Carlos Celdran's Creative Life, In The Eyes of His Widow Tesa by Mica Magsanoc

For Tesa Celdran, mounting an exhibition of her late husband Carlos Celdran’s works seven years after his passing was less about closure and more about continuation: of his voice, his work, and the conversations the man sparked.

Simply called Carlos Celdran 1972-2019, the show, ongoing at Archivo 1984 in Karrivin Studios only until April 22, features rare and never-before-seen works of the artist, activist, tour guide, and once controversial Manileño. It includes cartoons, photographs, collages, and sketches– some monumental works that stretch up to eight feet, others as humble and intimate as sketches on pad paper.
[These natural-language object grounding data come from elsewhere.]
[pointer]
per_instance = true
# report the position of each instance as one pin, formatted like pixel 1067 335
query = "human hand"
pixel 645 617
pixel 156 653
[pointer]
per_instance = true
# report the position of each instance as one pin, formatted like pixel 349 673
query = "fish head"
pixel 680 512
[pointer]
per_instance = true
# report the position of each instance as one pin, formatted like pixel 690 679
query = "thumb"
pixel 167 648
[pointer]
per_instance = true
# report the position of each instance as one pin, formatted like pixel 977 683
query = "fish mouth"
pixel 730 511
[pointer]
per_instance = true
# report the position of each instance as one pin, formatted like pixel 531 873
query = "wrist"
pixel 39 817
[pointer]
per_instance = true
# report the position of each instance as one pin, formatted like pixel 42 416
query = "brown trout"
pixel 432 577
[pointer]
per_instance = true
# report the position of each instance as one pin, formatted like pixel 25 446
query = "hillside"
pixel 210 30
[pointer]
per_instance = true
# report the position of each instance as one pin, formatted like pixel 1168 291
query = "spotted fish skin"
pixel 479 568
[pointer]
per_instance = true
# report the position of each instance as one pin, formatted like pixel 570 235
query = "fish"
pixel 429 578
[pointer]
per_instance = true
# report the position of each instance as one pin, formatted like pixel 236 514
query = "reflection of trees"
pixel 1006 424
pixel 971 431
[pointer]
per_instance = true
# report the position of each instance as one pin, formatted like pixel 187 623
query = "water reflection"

Opening day guest Marta Lovina and Kristian Henson flank Carlos' self-portrait. Photo: Boy Cabrido

Rather than constructing a retrospective from scratch, Tesa, Carlos’s partner for many years, returned to what the artist himself had already began. She looked back at the works he’d previously shown with Archivo gallery in 2018, a year before his passing, and moved from there. “He didn’t show everything,” Tesa says. “So I thought, might as well just bring it all out.”

The drawings she found, says Tesa, were overwhelming in range—comics, studies of nature, street scenes, and intricately rendered religious processions that blended seamlessly with images of Banaue Rice Terraces and schools of fish drifting through imagined oceans. 
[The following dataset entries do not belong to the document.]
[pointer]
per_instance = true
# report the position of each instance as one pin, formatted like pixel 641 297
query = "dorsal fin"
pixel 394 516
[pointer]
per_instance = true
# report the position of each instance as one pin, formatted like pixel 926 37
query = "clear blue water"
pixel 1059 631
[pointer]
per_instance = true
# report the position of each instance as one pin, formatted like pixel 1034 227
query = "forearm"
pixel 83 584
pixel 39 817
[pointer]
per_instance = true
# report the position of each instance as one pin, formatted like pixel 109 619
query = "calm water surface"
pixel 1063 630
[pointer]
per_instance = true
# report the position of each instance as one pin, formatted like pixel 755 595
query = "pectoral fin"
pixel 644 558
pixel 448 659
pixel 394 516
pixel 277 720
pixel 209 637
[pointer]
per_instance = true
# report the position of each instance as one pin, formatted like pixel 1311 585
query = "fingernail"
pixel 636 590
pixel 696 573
This decision to “bring it all out” shaped the exhibition’s tone: less curated in the traditional sense, more revelatory. Overall it still presents a thoughtful selection, and a fuller sense of Carlos’s creative life—one that extends beyond framed works on walls.

Manila in Carlos' eye. Photo: Boy Cabrido

For Tesa, Carlos’ body of work was never limited to finished pieces. It lived in diaries, in constant doodling, in the habit of drawing even in the middle of conversation. “I never saw him not writing something down or drawing something,” she recalls. Seven years after his death, she still finds doodles by Carlos sandwiched in books he read.

She found rows upon rows of caricatures he left behind—doodles of all kinds of people paired with sharp, often humorous captions: “He’s a secret fan of Kris Aquino”, one would say, or “Her deodorant failed.” These are set alongside more serious observations: “He thinks passion is something to be controlled” or “She isn’t safe in her own home.”

“If you look at his personalisms there are always comments on society,” Tesa shares. “That is, I think, one of his legacies…he always had something to say.”

A collection of photographs depicting Manila's landmarks in the 70s-80s with captions by Carlos. Photo: Boy Cabrido.

On one side of the gallery hang 27 framed vintage postcards of a bygone Manila, likely from the 1970s and 80s, each paired with its own wry caption that comments on the price of “progress.” A postcard of the Chinese Garden in Luneta says “No McDonald’s plastic cups floating on the pond.”  A photo of the Oblation Plaza in UP says “No reflecting pool.” A postcard of Intramuros with the City Hall clock tower on the  background says “No SM City Manila.”

Tesa jokes that Carlos sometimes had too much to say, but she emphasizes they were “always about wanting to make things better than what they were.”

Some photographs show the wear and tear of time but the images still hold power. One is of artist Santi Bose sitting in his studio hunched over something he was working on. Another is a Carlos self-portrait where he is shown wearing a Halloween costume paired with a mischievous grin.

“The photographs were difficult to part with because he doesn't do photographs,” Tesa confesses. Even more difficult to let go of were the collages that she and Carlos worked on together.